The text is laid out in chronological order of events surrounding Lia’s condition. However, it does sometimes skip back in time to discuss the Hmong people as a whole within Laos or the Lee family’s personal experience during their time in and fleeing from Laos. The layout does not, in my opinion, aid in it’s argument however, as it is largely meant to be a narrative of this one story it does make it easy to follow and potentially available to a larger audience who are used to reading texts in this format.
What kinds of visuals are used, and to what effect?
No visuals are used other than the one on the cover of the book, which is a simple image of a young Lia Lee in traditional garb.
What kind of material and analysis are in the footnotes?
This text has no footnotes
How is the criticism of the text performed? If through overt argumentation, who is the “opposition”?
This text is a criticism of the lack of integrated cultural care in U.S. medicine.
How does the text situate itself? In other words, how is reflexivity addressed, or not?
Fadiman is not reflexive in her text.
Who is the text written for? How are arguments and evidence in the text shaped to address particular audiences?
This text is written for the general public. It is not super technical in it’s terminology and it’s story based narrative most likely encourages readers who may otherwise not pursue texts focused on health care or cultural differences/assimilation.
What all audiences can you imagine for the text, given its empirical and conceptual scope?

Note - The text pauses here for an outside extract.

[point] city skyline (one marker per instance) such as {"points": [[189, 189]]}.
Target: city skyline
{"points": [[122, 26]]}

Just about anyone honestly - although those already interested in medical anthropology/public health/cultural anthropology are probably most likely to engage with the text
What new knowledge does this text put into circulation? What does this text have to say that otherwise is not obvious?
Cultural identity among the Hmong people within this new setting and the influence of culture on their process of understanding new/different norms. Post-refugee navigation of a new place/system. Issues of power, specifically within the medical field and patient(or patient's family)/provider interactions
How generalizable is the main argument? How does this text lay the groundwork for further research?
Several different peoples from various cultures have sought refuge in the U.S. In several instances, their need to flee their home land/country/nation was not entirely unrelated to U.S. military actions/engagements. The investigation into the ways a peoples history/culture influences their desire to assimilate is applicable across multiple groups. In addition, understanding how these factors influence outcomes within the medical setting are important to investigate especially when trying to understand the “immigrant paradox”, often cited in public health research.
What kind of “action” is suggested by the main argument of the text?
For local health systems (and in turn entire communities) to be more understanding, and even adopting, of various cultural beliefs held by their clients.
Other modes of expression?
Describe how the material and arguments of this text could be presented in a form other than that of a conventional scholarly book -- as a graphic novel, museum exhibit, activist stunt, or educational module for kids, for example?
This material could easily be adapted into a movie or play. (I’m actually kind of surprised it hasn’t been). Seeing as it is meant to reach a broad audience this would further that reach.
This sketch was done for UCI Anthro 215A, Ethnographic Methods, Fall 2019.